December 7, 1944 – 75 years ago in a WW2 M.A.S.H. Unit

December 7, 1944
Epinal, France

No. 70 (continued)

Dear Folksies,

            The story of Yvette is a proud yet sad one and all can only hope that she and her husband [Jean-Guy] are still well and alive.  George Baumann [Yvette’s father] had recently gone to Paris and gotten a lot of the details concerning Yvette that they had not previous heard and, in fact, Lilice [Yvette’s mother] and others, according to Jean Pierre [Yvette’s brother], are not being told all the particulars, the reason for which you shall see in a minute.

           It seems that Yvette and her husband were not actually in the FFI [French Forces of the Interior] as I told you I thought they had been in my last letter, but they were “Chiefs of the Resistance” right in Paris.  They were apparently the real big-shots there, along with one other whose name has become famous in France for his resistance activities.  Of course, Yvette and her husband did not go by their true names either.  One thing they did was provide help, money, etc., for the families of those of their members who were captured, deported, etc.  Apparently they did an awful lot to further the cause of freeing France. 

           One night, when they were expecting guests for dinner, the door-bell rang and Yvette’s husband went to the door.  When Yvette came out of the kitchen she found the guests had been replaced by Gestapo men and that her husband was tied to a chair.  They were both taken, to separate prisons, but they apparently did not have any proof against them.  Yvette, however, proudly admitted being Jewish.  She denied everything else.  When taken to prison she was 8 months pregnant, and while there, was attacked and as a consequence the baby was born dead. She was terribly ill, yet the FFI rescued her from the prison and secluded her in a home in a small village away from Paris. 

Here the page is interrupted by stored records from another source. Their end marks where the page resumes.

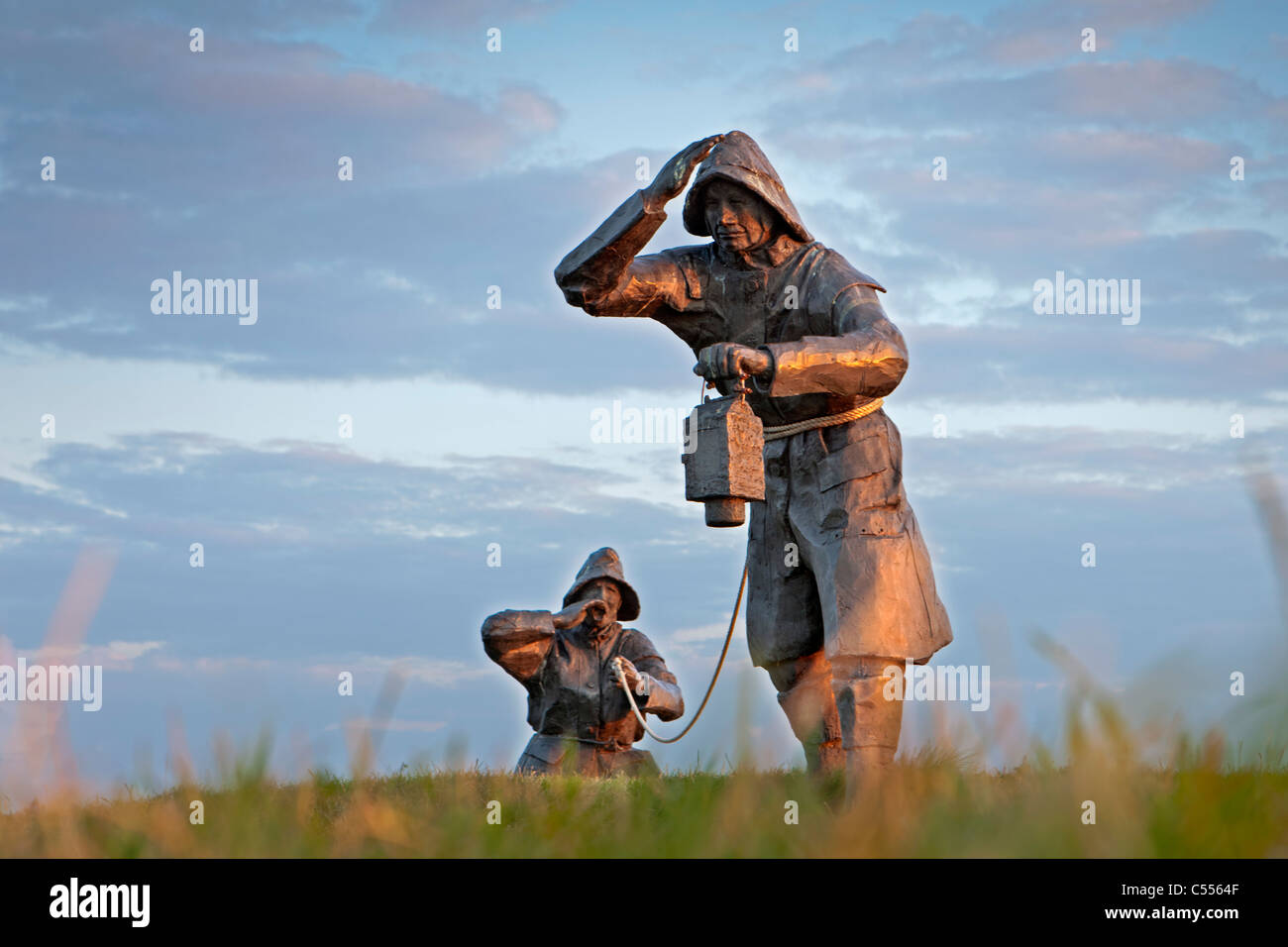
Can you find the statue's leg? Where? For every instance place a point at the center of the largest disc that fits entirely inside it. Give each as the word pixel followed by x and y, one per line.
pixel 870 722
pixel 785 626
pixel 805 694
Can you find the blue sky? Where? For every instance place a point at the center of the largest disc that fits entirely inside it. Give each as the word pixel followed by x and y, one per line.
pixel 473 425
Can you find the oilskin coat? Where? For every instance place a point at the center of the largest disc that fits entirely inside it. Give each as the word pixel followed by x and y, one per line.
pixel 581 716
pixel 837 562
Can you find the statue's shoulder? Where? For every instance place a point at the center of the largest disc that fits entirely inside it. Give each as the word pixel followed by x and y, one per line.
pixel 695 257
pixel 833 272
pixel 636 643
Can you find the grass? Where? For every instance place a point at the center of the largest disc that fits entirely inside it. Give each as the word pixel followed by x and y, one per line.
pixel 927 806
pixel 1198 797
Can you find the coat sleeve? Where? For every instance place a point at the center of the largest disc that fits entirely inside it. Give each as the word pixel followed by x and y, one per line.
pixel 864 357
pixel 665 697
pixel 604 277
pixel 519 642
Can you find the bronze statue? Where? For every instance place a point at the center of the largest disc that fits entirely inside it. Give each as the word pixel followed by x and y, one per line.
pixel 840 579
pixel 567 663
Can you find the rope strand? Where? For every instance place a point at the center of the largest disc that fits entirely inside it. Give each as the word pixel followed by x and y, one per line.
pixel 715 677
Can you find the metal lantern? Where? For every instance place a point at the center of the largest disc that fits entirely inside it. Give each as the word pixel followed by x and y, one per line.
pixel 722 459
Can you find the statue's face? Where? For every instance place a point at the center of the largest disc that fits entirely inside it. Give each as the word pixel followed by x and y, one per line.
pixel 606 590
pixel 738 219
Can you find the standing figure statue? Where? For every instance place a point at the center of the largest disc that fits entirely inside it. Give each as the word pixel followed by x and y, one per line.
pixel 840 579
pixel 574 665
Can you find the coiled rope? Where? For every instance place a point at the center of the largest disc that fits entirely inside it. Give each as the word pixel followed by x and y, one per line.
pixel 778 431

           However, one of the FFI that had helped in the bold rescue of her was afterwards captured and by torture forced to tell where Yvette was being kept.  So she was again captured and this time taken to the prison for the Jews.  They made her a nurse and she was taken as such to Germany about March of this year.  Her husband was likewise taken to Germany — as a Jew, but not as one of the resistance movement.  That, of course, is the last news anyone has of them.

             You know, it may seem strange, but whereas I didn’t remember Jean Pierre, I’ve always had a pretty vivid picture of Yvette as she was when we saw her 21 years ago.  And I wasn’t particularly surprised to hear of the things she had done — somehow I expected something like that from her. 

            Doude’s sister, likewise active in the resistance, only in the Lyon sector, was taken prisoner some months ago, held in prison in Lyon for a while and then a few months ago taken to Germany. She is un-married, her fiancé being in the Army that was formed in Africa. He came to visit her on a furlough recently, only to hear the sad news from his landlady.

                                                                                       Loads of love,

rene-transparent

.

Watch for the conclusion of this letter
December 8, 1944


René tells his parents about the “proud yet sad” tale of Yvette Baumann Bernard and her husband Jean-Guy Bernard. This photo (from left to right) Claudine Baumann Aaronson (Yvette’s sister) Jean-Guy, Yvette, Gilles Aaronson and baby Dominique Aaronson was taken in Theys, France (near Grenoble) at Christmas 1943. This is probably last time that they were all together before Yvette and Jean-Guy were arrested in Paris on January 28, 1944.




René tells his parents, “…whereas I didn’t remember Jean Pierre, I’ve always had a pretty vivid picture of Yvette as she was when we saw her 21 years ago.  And I wasn’t particularly surprised to hear of the things she had done — somehow I expected something like that from her.” The photo above shows (left to right) siblings Claudine, Jean-Pierre and Yvette about the time that René and his family visited them in France two decades before.